The Meyenburg Symposium will begin on 20 December 2016 at 3:30pm in the lecture hall at the German Cancer Research Center. Speakers beside Emmanuelle Charpentier, will be the molecular biologists Michael Boutros from the DKFZ and Zoltan Ivics from the Paul Ehrlich Institute in Langen near Frankfurt. A lecture by the prominent bee researcher Jürgen Tautz from the University of Würzburg, who talks about the fascinating world of honeybees, promises a change from molecular biology.
How the gene scissors CRISPR-Cas9 work is also explained in the Helmholtz comic "Klar soweit?".
With more than 3,000 employees, the German Cancer Research Center (Deutsches Krebsforschungszentrum, DKFZ) is Germany’s largest biomedical research institute. DKFZ scientists identify cancer risk factors, investigate how cancer progresses and develop new cancer prevention strategies. They are also developing new methods to diagnose tumors more precisely and treat cancer patients more successfully. The DKFZ's Cancer Information Service (KID) provides patients, interested citizens and experts with individual answers to questions relating to cancer.

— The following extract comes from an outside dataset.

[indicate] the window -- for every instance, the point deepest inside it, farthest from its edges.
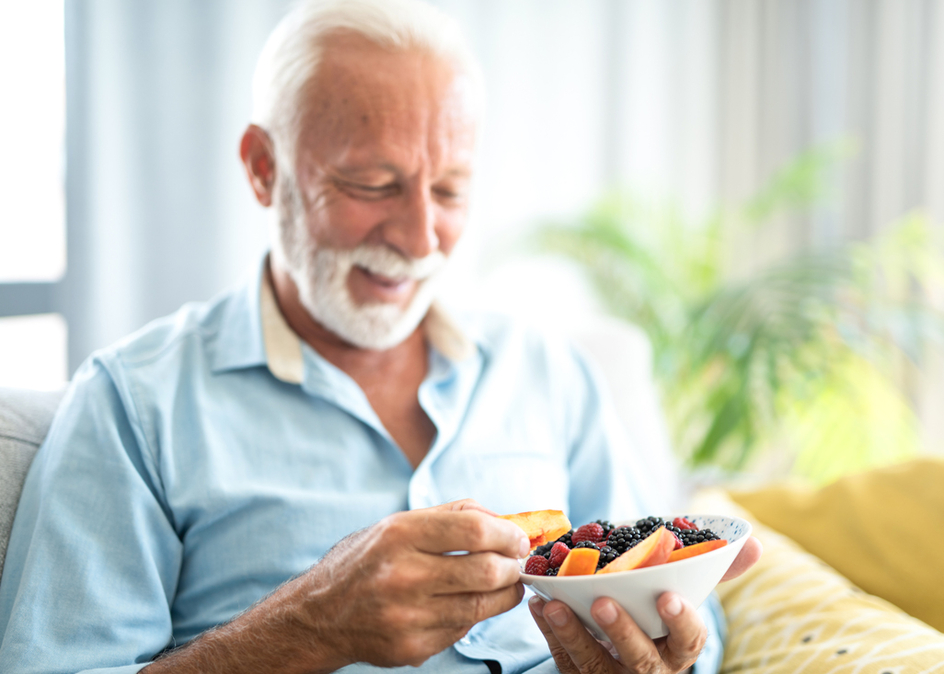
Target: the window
(32, 188)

To transfer promising approaches from cancer research to the clinic and thus improve the prognosis of cancer patients, the DKFZ cooperates with excellent research institutions and university hospitals throughout Germany:
The DKFZ is 90 percent financed by the Federal Ministry of Education and Research and 10 percent by the state of Baden-Württemberg. The DKFZ is a member of the Helmholtz Association of German Research Centers.